There were six of us on the call. A director in New York, one in Amsterdam, one in Germany, one in Canada. An agent in the UK, a production studio owner in Warsaw, and me, gathering their thoughts. Nobody had a particularly clear answer to anything. But that, actually, was the basic assumption from the start.
The idea behind Directory Community is simple: get a small group of people who know this industry well into a room (a virtual one, for now) and talk honestly. Not a panel, not a conference, not a LinkedIn post. A conversation. The kind that used to happen in corridors and on set but increasingly doesn’t happen anywhere, because the industry is moving so fast that nobody has time to stop and compare notes. These are our notes.
We are probably wrong to think of this moment in the industry as an AI story. It is an AI story, yes. But it is also an in-housing story (brands and agencies pulling production inside) and a story about how the economics of content creation have been quietly shifting for years. AI is the loudest conversation, but in-housing may be the most consequential one.
One of the stranger things about the current moment is the gap between what is praised about AI and what happens in reality. One director changed his role to a hybrid ninja because the market lacked someone who understands all the aspects of complexity of today’s workflow. Another described losing a pitch not because a client wanted to go all-AI, but because a client specifically refused. The reason was partly legal (what if a generated face happens to belong to a real person?) and partly something put into: it’s not what we stand for.
There are not a lot of voices openly describing the cons of AI content production: the difficulty of finishing anything, because theoretically you can always go back and change something; the endless multiplication of iterations with no natural endpoint; clients who have grown accustomed to requesting micro-corrections at every stage, while AI production actually requires some compromise to be held. The commercial workflow is not simpler. It is differently complex.
And yet, from conversations on the other side of the table: brands are quietly testing every model available, building pipelines, waiting for a moment when the legal risk has cleared enough to deploy.
The other aspect? We are living in a golden age of cheap AI: cheaper than anything before it and cheaper than anything that will follow. The implication is that the age has an end date. The cost efficiency argument that is driving so much of the current strategy is not a permanent condition. It is a window.
Assuming, for a moment, that the window stays open: what does AI actually do to the work?
It makes mediocre very easy. It makes the average look accomplished.
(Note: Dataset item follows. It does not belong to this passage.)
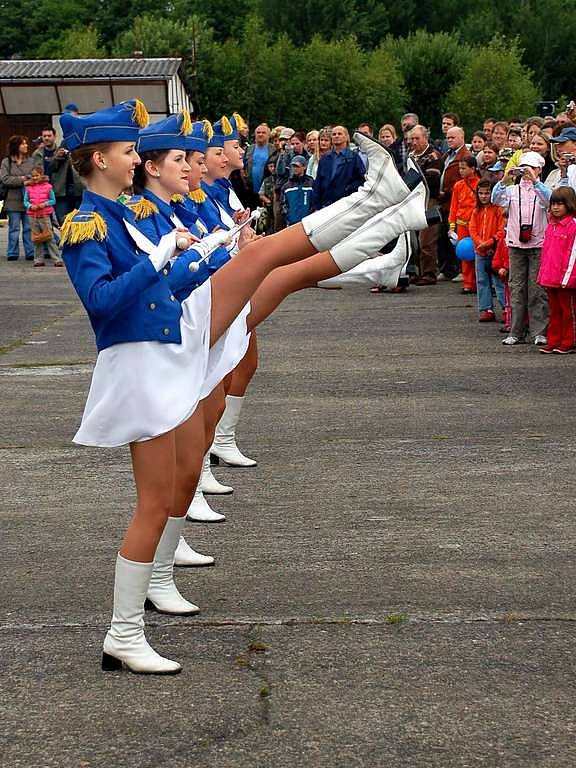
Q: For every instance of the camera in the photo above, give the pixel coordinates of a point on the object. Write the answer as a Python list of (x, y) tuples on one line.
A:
[(505, 154)]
In the sea of sameness it is already producing, the differentiator is the person operating it, and the people around them. Because making a commercial has always been a team sport, and that hasn’t changed. A proper AI production still needs a director with taste, a DOP who understands light, a stylist who reads the cultural temperature. Each of them brings something to the table that cannot be automated, because what they bring is not knowledge. It is sensibility, accumulated through work.
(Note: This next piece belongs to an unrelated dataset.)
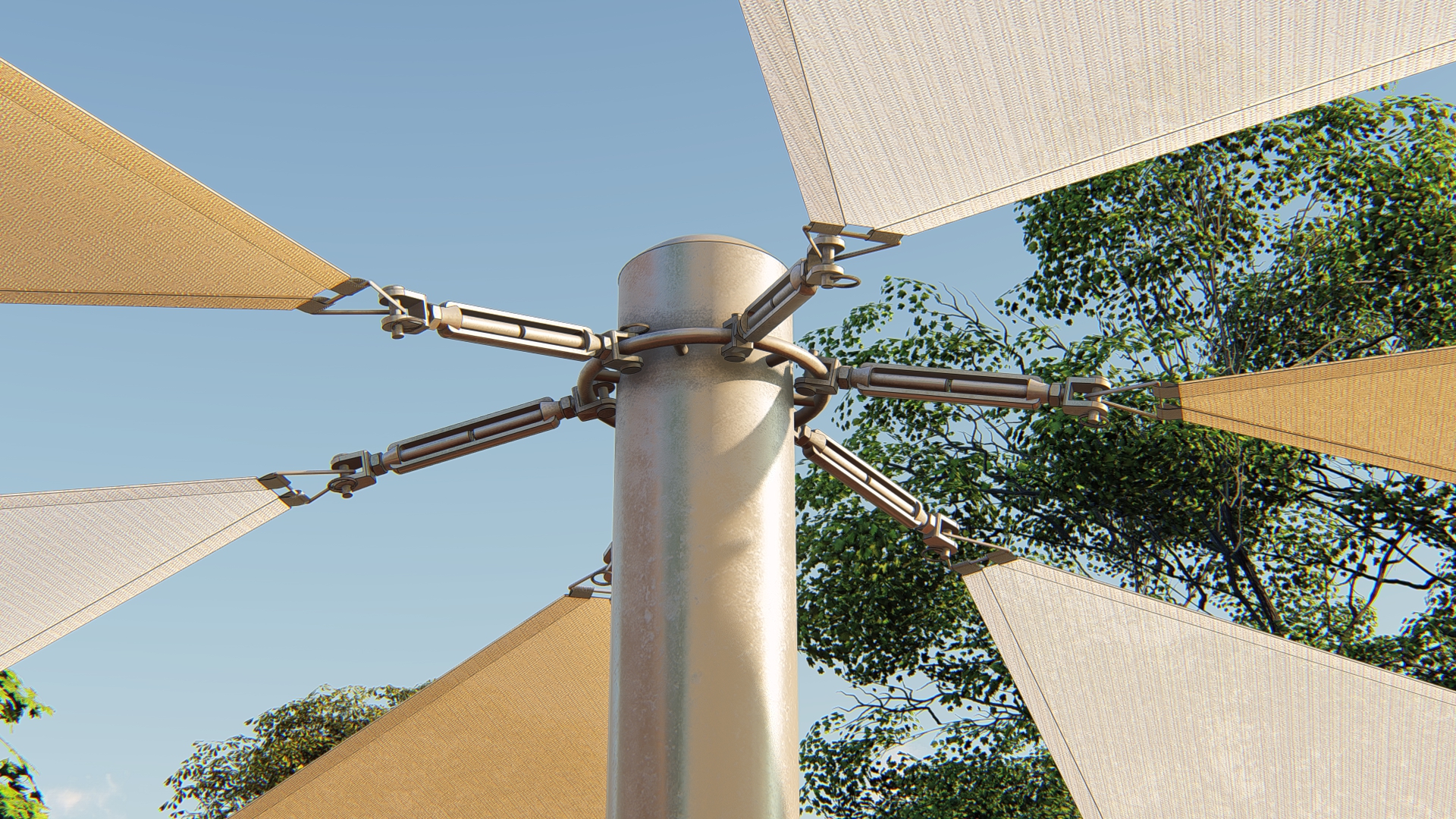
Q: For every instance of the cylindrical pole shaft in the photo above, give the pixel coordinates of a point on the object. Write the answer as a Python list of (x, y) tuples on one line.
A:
[(704, 646)]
The ability to look at something and know, in ways that are difficult to explain and impossible to automate, that it is not good enough yet: that is the superpower of people who spent years on set solving creative challenges.
Gen Z, the generation who is already briefing us, has grown up watching algorithmic content consume everything and has started to turn away from it. They not only want vinyl records. They want the thing that was made by a person.
When beautiful is easy for everyone, you can finally see that beautiful was never enough. What was always required (the vision, the decision, the refusal to approve something until it is right) is now the part that stands out, because it is the part that the tool cannot do.
That is the best argument for the craft that this industry has ever had.
Everyone, right now, is figuring this out as they go. The standards don’t exist yet. The legal frameworks are still catching up. Most decisions are being made in the fog, with incomplete information and no clear direction.
We agreed to meet again next month.
Directory Community is a private, ongoing conversation for food and tabletop specialists.